Wallis made the decision to close the store last week after he received the job offer from Whole Foods.

"It came up suddenly," he said. "I'm thrilled to take it. But I had to close more suddenly than I expected to."

"It's breaking my heart to walk away," Wallis said. "But I'm looking forward to sequeing into something new."

A decision on selling the business and the property has not been made yet, said Wallis’s wife, Jane.

“We’re up in the air on what we’re doing,” she said. “I don’t know what we will do.”

Even while celebrating the store’s 50 years in business in February, Wallis mentioned his struggle to keep the store in business while competing with bigger stores. He said then that he had many regular and loyal customers, just not enough of them.

"I always had great support from the community," said Wallis, who ran the business for 33 years after buying it from his parents with a brother in 1979. "But times have changed. The way we eat and purchase food has changed. And the big box stores arrived. It changed everything."

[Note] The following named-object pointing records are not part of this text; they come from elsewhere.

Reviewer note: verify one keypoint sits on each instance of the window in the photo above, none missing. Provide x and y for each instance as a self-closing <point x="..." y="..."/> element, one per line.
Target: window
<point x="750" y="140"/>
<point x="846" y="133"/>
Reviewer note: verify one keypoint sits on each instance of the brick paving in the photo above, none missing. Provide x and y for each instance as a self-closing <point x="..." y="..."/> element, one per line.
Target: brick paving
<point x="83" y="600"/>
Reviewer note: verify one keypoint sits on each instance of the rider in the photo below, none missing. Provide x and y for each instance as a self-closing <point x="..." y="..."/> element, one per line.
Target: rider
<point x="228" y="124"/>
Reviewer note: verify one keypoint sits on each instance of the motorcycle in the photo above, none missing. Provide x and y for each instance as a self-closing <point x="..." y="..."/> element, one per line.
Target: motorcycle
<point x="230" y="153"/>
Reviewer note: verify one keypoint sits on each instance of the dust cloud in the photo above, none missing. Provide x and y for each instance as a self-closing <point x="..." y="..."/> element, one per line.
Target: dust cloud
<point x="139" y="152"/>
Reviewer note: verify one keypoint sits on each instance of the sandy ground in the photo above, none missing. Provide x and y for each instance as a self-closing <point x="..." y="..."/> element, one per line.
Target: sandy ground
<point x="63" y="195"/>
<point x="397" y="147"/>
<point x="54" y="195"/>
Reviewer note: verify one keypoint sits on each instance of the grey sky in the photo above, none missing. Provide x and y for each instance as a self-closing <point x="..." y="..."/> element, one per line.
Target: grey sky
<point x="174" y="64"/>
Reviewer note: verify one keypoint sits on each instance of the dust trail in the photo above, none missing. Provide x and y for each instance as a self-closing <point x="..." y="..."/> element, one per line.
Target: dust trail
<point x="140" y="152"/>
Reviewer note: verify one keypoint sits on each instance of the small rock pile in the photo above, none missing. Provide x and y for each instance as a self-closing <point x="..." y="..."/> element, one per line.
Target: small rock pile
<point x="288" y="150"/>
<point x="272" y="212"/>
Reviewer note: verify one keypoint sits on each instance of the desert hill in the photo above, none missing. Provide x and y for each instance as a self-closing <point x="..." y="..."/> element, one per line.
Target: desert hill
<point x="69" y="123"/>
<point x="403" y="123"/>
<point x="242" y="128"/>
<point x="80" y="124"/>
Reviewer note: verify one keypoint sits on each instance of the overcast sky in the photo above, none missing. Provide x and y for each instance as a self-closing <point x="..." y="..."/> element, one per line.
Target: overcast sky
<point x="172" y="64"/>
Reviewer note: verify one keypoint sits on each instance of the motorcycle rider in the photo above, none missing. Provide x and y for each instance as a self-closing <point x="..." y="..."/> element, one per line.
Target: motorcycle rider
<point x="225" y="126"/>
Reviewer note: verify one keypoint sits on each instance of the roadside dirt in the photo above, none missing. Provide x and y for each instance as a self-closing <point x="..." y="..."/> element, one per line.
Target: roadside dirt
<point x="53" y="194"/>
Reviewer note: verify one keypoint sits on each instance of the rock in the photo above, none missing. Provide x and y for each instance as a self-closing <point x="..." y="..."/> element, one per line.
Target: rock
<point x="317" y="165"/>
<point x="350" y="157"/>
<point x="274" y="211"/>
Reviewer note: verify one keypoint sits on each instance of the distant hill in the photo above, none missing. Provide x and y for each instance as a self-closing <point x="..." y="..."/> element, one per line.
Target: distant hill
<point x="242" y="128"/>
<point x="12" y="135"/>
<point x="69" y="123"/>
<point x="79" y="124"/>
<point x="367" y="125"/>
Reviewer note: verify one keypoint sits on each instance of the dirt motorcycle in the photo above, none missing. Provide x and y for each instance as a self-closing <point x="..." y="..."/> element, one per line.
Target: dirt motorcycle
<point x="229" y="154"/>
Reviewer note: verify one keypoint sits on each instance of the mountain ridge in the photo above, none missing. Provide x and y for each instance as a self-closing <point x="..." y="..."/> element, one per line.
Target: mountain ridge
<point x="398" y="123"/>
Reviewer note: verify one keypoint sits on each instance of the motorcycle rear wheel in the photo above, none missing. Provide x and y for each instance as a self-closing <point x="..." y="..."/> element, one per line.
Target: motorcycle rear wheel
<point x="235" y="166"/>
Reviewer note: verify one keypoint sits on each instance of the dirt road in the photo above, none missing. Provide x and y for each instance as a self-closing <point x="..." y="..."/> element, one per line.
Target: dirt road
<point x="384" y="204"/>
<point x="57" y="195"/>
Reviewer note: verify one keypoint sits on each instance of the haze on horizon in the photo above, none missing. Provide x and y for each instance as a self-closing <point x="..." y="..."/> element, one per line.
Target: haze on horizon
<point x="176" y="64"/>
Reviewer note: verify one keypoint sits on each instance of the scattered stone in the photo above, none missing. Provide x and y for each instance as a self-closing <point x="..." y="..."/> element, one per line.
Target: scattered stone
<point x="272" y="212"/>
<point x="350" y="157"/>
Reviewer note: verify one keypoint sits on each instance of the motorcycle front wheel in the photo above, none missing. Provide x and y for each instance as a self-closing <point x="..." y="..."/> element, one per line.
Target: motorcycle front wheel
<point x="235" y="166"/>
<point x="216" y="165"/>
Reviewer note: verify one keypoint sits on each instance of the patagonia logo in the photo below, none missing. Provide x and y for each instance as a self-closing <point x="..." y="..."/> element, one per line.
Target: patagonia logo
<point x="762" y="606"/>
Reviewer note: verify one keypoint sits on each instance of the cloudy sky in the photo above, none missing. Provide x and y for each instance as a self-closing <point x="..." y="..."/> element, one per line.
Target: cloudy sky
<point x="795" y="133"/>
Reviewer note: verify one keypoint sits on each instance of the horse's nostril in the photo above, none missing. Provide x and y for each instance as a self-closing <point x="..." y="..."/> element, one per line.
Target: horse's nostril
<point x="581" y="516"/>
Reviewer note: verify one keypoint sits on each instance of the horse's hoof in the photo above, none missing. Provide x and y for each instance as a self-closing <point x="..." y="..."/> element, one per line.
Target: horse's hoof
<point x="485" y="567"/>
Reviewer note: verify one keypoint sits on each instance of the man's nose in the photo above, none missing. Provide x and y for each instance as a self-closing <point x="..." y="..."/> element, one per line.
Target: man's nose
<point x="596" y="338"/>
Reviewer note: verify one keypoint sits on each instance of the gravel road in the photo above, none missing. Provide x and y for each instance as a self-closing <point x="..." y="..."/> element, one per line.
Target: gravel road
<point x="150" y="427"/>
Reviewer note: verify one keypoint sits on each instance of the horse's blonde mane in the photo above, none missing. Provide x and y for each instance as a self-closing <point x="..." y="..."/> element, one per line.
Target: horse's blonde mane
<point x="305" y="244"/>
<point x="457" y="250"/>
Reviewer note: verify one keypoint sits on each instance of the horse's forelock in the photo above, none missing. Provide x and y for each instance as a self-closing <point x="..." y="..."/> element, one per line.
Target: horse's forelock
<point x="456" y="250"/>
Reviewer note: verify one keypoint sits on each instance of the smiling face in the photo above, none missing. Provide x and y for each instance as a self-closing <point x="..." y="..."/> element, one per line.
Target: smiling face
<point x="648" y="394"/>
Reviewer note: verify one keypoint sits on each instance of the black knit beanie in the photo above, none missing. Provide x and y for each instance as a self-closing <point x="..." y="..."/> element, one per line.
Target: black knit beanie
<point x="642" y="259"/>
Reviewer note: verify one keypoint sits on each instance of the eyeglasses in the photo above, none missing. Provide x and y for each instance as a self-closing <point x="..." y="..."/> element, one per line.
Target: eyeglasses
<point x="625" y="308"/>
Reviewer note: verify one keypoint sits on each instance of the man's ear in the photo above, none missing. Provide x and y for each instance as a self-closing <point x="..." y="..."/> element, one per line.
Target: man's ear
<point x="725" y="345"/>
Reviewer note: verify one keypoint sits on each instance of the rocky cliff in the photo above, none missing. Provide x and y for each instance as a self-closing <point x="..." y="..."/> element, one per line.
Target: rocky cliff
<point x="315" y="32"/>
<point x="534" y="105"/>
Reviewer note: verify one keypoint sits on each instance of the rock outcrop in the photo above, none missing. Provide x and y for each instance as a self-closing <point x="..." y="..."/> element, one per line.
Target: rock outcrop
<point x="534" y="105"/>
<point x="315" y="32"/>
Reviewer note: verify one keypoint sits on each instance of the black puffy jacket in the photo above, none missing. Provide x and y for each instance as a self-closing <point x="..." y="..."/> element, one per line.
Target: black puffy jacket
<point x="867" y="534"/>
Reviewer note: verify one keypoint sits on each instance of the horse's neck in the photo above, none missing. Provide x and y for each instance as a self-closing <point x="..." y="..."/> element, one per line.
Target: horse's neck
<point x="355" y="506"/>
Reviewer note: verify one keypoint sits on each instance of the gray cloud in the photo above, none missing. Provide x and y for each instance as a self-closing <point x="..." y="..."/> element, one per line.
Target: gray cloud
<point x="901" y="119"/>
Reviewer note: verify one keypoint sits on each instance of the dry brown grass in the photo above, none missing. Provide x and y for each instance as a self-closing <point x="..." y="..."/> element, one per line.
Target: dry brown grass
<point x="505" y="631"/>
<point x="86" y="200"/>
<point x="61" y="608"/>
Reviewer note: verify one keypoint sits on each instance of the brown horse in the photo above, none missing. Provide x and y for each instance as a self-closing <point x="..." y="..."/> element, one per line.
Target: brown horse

Wallis also said prices of wholesale seafood have risen in an industry "that is grossly over-regulated.

Another major issue was the cost of insurance, Wallis said, including product liability.

"They swallowed me," he said.

“I can’t believe it,” said his wife. “It’s so said because he has been such a big part of this community. He’s been in this business since he was 11 years old.”

Wallis’s father, Russ, a lobsterman, opened the store in a small storefront on Bay Spring Avenue in 1962 when Tom was 11. His mother, Louise, sold the catch of the day.

Wallis Seafood became one of the best-known businesses in Barrington. And the third oldest in town. Only Vienna Bakery and Barrington Radio and Electric opened before the seafood store.

Wallis began working in the store with his mother, Louise, while his father and a brother, Russ, went out on the boat to catch lobsters. Another brother, Bob, who died in 1995, became a carpenter.

Tom and Russ bought the business from their parents in 1979 and moved to Maple Avenue a year later.

Tom bought out his brother’s share in 1997. Russ continued to fish and serve as a supplier until early this year, when he retired.

Over the years, Wallis employed many high school students in the store, said Jane. Many of them came back to work over the holidays when they came home from college.

The store also sponsored Little League teams and donated to church and school fundraisers too numerous to mention.

“When he has a day off now,” Jane said of her husband, “it will be a real day off.”